You can also learn more about container security and Docker with our 3 steps to container image security, produced with Docker.
Docker Vulnerabilities FAQs
Is Docker a secure platform?
The Docker platform itself isn’t inherently secure or insecure. While containers may be isolated from other processes on a host, additional security measures are still crucial to prevent container breakout and other types of vulnerabilities. An effective container security strategy for building and deploying containers is the best way to reduce the risk of a vulnerability, and in turn, an attack. Just like any other technology platform, following security best practices is the key to mitigating potential threats.
Are Docker images encrypted?
Docker images are not encrypted by default, but it is possible to utilize digital signatures to ensure the integrity of an image. Publishers can sign their image using the Docker Notary tool when they push images to a registry. By verifying the signature using Docker Content Trust, developers can trust that the images they pull or deploy from an image registry are the originals and haven’t been modified by a malicious actor.
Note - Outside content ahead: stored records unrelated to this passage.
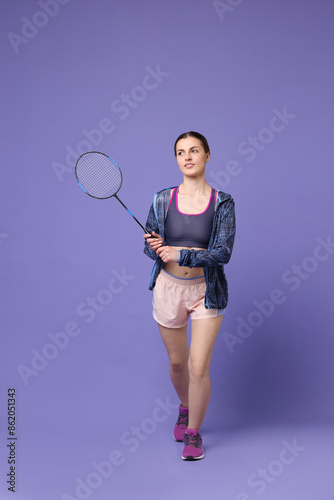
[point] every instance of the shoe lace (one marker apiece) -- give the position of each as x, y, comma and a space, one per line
193, 440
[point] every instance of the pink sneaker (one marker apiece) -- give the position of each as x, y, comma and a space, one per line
181, 424
193, 449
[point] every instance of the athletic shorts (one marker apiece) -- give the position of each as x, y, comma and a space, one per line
175, 299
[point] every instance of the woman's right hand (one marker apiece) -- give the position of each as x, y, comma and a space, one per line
155, 242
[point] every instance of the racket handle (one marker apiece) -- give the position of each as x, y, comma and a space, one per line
126, 208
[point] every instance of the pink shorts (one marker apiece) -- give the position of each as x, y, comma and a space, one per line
175, 299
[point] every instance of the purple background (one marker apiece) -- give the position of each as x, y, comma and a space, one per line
226, 72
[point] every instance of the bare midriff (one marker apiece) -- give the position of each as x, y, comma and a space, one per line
184, 272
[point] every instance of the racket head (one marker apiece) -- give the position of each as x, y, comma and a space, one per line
98, 175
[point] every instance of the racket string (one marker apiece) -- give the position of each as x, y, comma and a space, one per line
98, 175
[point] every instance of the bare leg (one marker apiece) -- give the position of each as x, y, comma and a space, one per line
176, 343
203, 336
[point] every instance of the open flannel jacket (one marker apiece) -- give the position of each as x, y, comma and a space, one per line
213, 259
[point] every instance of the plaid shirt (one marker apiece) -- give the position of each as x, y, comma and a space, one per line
212, 260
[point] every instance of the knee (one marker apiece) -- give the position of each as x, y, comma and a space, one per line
177, 364
198, 371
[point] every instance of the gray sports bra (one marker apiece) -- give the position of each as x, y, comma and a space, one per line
189, 230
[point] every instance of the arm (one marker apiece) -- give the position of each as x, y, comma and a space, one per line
221, 250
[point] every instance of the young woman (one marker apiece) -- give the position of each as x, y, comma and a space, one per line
192, 230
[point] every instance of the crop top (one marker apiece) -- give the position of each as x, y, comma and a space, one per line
189, 230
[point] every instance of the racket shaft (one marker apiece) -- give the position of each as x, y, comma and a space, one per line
126, 208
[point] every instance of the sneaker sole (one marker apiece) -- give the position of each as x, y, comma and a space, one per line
191, 459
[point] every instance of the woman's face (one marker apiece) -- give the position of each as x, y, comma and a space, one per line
191, 157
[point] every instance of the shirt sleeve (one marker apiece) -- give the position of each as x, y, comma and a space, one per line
151, 225
221, 249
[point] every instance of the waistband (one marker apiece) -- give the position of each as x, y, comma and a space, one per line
197, 280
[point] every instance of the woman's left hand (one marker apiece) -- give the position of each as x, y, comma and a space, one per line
168, 254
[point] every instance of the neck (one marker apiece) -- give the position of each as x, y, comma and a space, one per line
194, 186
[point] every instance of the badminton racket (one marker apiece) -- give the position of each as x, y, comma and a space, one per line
100, 177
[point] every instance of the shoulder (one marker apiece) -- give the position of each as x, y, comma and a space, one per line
223, 198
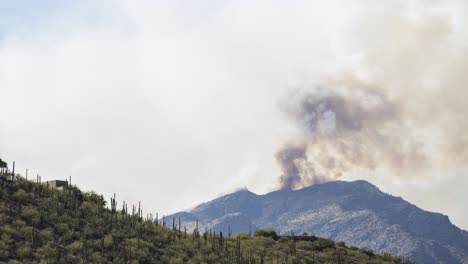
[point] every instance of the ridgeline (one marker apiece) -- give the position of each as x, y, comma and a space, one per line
42, 222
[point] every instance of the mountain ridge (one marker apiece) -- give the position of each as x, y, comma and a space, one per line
357, 213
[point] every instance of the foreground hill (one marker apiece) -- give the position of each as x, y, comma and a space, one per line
357, 213
41, 224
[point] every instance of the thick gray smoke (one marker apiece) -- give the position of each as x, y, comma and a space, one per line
345, 127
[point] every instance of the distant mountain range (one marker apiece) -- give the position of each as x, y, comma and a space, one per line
357, 213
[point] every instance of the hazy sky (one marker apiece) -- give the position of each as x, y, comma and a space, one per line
173, 102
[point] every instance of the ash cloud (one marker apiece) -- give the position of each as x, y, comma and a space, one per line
345, 127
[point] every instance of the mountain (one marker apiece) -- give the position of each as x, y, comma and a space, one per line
357, 213
53, 222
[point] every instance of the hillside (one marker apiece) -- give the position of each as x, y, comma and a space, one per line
357, 213
42, 224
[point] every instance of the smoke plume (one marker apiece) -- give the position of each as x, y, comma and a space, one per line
345, 127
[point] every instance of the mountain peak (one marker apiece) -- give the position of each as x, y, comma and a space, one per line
355, 212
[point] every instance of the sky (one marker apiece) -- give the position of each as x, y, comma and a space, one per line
173, 103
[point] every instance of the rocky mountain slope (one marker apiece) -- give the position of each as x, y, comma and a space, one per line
357, 213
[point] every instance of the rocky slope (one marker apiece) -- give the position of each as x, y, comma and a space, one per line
357, 213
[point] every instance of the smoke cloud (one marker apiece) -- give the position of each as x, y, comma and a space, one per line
346, 125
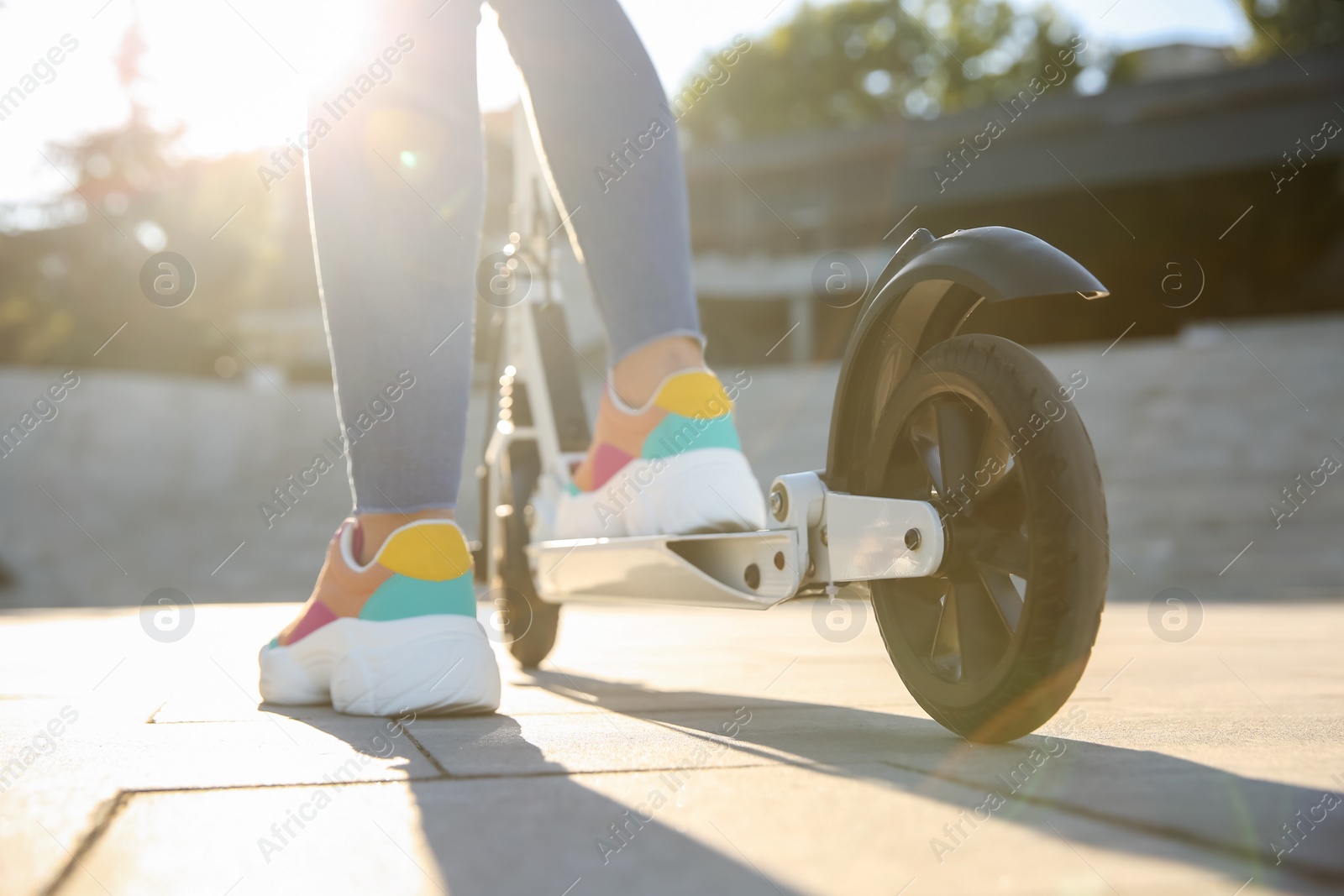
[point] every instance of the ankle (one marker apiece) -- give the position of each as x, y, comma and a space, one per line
638, 375
376, 527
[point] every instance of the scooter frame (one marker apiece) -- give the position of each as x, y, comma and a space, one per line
817, 537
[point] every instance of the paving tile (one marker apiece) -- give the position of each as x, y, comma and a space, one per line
779, 829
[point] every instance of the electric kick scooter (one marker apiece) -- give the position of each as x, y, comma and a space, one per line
954, 496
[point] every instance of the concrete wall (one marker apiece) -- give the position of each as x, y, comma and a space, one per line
161, 477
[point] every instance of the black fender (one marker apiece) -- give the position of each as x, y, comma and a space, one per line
922, 297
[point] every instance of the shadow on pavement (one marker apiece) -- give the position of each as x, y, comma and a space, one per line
538, 832
1233, 817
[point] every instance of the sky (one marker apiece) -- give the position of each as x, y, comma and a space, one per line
226, 69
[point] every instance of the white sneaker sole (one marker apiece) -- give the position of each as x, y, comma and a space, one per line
440, 664
702, 490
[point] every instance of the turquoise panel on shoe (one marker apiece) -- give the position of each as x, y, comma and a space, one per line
403, 597
678, 434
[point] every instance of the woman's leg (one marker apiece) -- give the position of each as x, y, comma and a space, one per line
396, 181
612, 148
665, 456
396, 203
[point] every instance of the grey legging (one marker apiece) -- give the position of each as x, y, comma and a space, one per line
396, 186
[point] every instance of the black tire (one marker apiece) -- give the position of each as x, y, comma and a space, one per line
991, 658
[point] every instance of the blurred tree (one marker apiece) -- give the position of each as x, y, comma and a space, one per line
866, 60
1294, 26
65, 289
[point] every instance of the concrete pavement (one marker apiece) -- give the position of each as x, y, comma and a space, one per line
669, 752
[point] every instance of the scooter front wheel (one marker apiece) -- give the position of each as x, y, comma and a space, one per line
995, 641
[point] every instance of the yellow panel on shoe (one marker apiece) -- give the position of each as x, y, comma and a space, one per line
428, 551
694, 394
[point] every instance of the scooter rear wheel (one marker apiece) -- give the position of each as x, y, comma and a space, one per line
995, 641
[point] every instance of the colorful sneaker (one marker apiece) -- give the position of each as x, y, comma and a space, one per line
674, 466
398, 634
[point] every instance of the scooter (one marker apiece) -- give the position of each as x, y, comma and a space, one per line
956, 496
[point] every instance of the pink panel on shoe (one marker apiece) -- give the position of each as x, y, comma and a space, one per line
608, 461
318, 616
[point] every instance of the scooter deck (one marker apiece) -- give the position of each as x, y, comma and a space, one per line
739, 570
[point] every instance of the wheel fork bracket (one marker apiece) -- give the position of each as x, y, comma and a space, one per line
815, 537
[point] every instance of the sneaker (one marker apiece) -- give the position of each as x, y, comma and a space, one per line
398, 634
674, 466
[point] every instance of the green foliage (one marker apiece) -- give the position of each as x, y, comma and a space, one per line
1294, 26
65, 289
864, 60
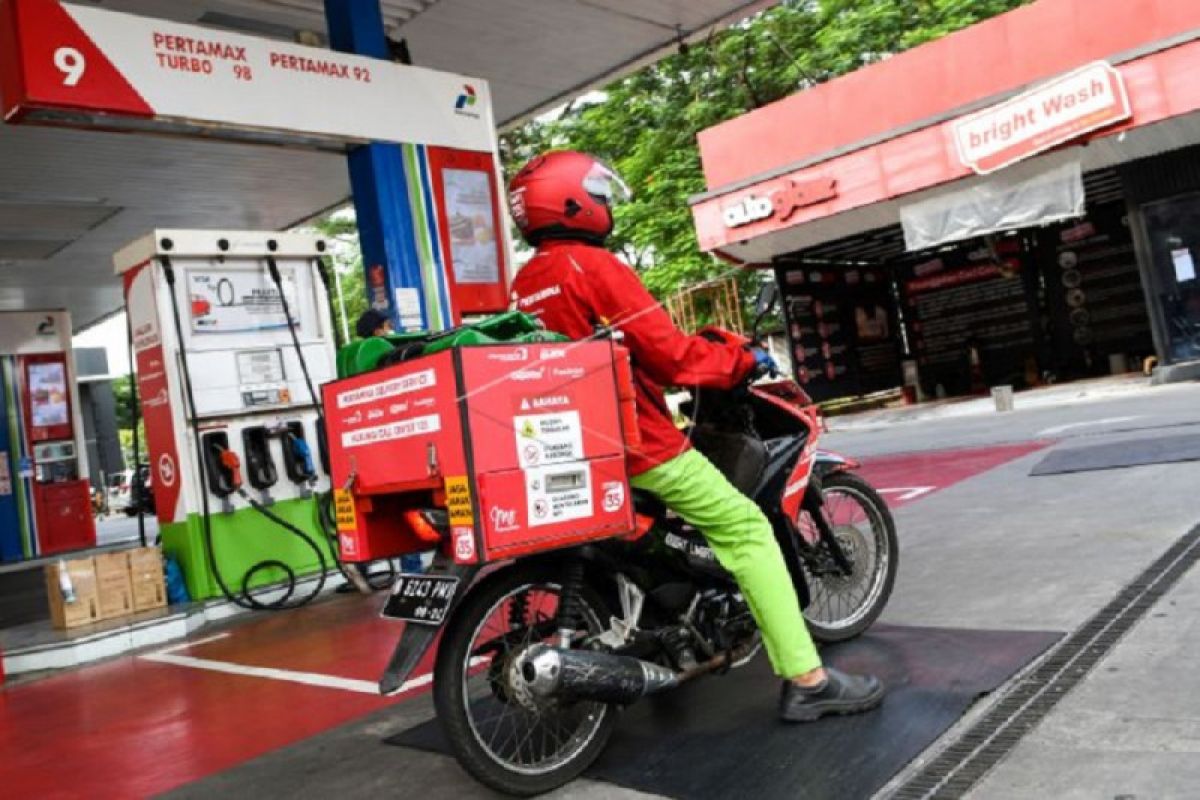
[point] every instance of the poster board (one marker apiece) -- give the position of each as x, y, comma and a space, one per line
472, 236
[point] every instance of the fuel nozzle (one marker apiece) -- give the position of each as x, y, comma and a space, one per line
298, 459
232, 465
303, 452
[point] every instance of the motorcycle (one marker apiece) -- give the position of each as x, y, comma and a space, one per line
538, 656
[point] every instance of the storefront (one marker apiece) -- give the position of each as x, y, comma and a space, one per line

What is “container breakout”?
Container breakout is a situation where a malicious actor is able to escape the isolation of a container and access host resources. Once a malicious actor has gained root access on the host, they can escalate their privileges and stage further attacks. A Docker security scanning tool can detect container breakout vulnerabilities (and other types of vulnerabilities) so that developers can patch them before they’re exploited.